Although it is provocative to speculate that RV fibrosis may be an early maladaptive response to PA stiffness, Jankowich’s study has several limitations that should lead to cautious interpretation of its results. As a cross-sectional study, these results do not give any hints to temporality. That is, these findings do not support a conclusion that PA stiffness causes, or even necessarily precedes, RV fibrosis. Several additional issues limit the generalizability of the results. This is a rather small cohort (n = 16) with a sex distribution atypical for PH cohorts (94% male). Further, the cohort comprises patients across multiple different World Symposium on Pulmonary Hypertension (WSPH) classifications of PH, with the majority of patients classified as group 2 (n = 6) and group 3 (n = 6). Different WSPH groups are known to have different pathobiologic features, and variations in pathophysiology are therefore to be expected. Indeed, there is evidence that even within the group I classification of PH, patterns of fibrosis differ across disease subtypes. Hsu and colleagues found that patients with scleroderma-related pulmonary arterial hypertension have significantly more fibrosis on endomyocardial biopsies of the RV septum than patients with idiopathic pulmonary arterial hypertension, although increased fibrosis did not seem to explain RV diastolic dysfunction, which was quite similar in these two groups of patients (7).
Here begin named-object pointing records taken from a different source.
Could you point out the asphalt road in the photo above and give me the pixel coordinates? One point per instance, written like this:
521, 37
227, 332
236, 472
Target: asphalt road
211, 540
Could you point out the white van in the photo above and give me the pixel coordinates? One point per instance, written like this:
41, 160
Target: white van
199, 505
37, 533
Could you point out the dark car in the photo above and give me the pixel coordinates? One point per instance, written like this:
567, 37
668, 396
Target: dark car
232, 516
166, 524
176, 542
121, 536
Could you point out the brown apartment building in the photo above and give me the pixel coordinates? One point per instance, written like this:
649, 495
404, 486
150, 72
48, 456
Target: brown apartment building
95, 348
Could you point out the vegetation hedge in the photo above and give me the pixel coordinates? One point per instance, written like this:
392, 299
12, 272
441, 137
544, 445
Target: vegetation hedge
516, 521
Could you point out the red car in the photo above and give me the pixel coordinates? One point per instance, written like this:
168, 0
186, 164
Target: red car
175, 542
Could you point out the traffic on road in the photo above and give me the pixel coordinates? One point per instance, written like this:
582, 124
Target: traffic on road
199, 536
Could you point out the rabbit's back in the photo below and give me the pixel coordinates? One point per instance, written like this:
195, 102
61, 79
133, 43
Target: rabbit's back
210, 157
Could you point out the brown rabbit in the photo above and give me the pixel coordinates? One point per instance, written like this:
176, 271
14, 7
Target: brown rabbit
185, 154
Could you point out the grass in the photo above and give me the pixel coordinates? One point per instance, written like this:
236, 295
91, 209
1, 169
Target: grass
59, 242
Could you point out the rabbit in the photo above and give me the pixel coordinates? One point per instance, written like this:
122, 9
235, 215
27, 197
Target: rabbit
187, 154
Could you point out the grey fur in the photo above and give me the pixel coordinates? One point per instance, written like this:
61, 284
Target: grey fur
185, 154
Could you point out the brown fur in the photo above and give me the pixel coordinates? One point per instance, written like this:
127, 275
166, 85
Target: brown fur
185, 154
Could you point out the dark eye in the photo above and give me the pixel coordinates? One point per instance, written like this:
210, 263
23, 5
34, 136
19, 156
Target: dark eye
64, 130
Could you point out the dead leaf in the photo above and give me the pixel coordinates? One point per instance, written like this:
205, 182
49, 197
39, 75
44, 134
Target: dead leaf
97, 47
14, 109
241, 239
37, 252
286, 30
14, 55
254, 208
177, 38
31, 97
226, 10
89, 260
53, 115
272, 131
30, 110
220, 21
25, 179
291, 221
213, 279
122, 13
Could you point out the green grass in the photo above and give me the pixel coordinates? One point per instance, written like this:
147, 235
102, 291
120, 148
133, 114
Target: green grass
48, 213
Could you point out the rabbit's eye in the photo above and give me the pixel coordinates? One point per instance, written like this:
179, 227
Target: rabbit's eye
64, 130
PA stiffness occurs early in the development of PH, causes an increase in pulsatile afterload that affect RV remodeling, and is associated with poor outcomes (8–10). However, whether RV fibrosis is a consequence of PA stiffness, and whether RV fibrosis represents maladaptive RV remodeling remain unclear. Although determinants of RV fibrosis are largely unexplored, a recent preclinical study demonstrated that galectin 3 was an important driver of RV fibrosis through the expansion of PDGFRα (platelet-derived growth factor receptor α)/vimentin-expressing cardiac fibroblasts. Curiously, interventions that successfully targeted fibrosis failed, however, to improve RV function, suggesting a potential disconnect between fibrosis and RV dysfunction in this animal model (11). Future studies should prospectively examine temporal relationships among RV fibrosis, metrics of RV function, and clinical outcomes in homogeneous cohorts consisting of patients belonging to a single WSPH group. It would be particularly interesting to use serial ECV assessments to study the extent to which RV fibrosis is reversible with PH therapies and interventional or surgical procedures that unload the RV.

The ability to reliably assess the extent of RV fibrosis noninvasively with novel imaging techniques raises new questions and invites a host of investigative possibilities. The particular circumstances under which RV fibrosis develops and progresses, and the clinical consequences of such progression, are now amenable to longitudinal study. With further study, we may come to recognize RV fibrosis as a maladaptive clinical feature of disease progression that should prompt escalation or tailoring of specific PH therapies. The study by Jankowich and colleagues marks an important initial step in the overall investigation into the clinical relevance of RV fibrosis in PH.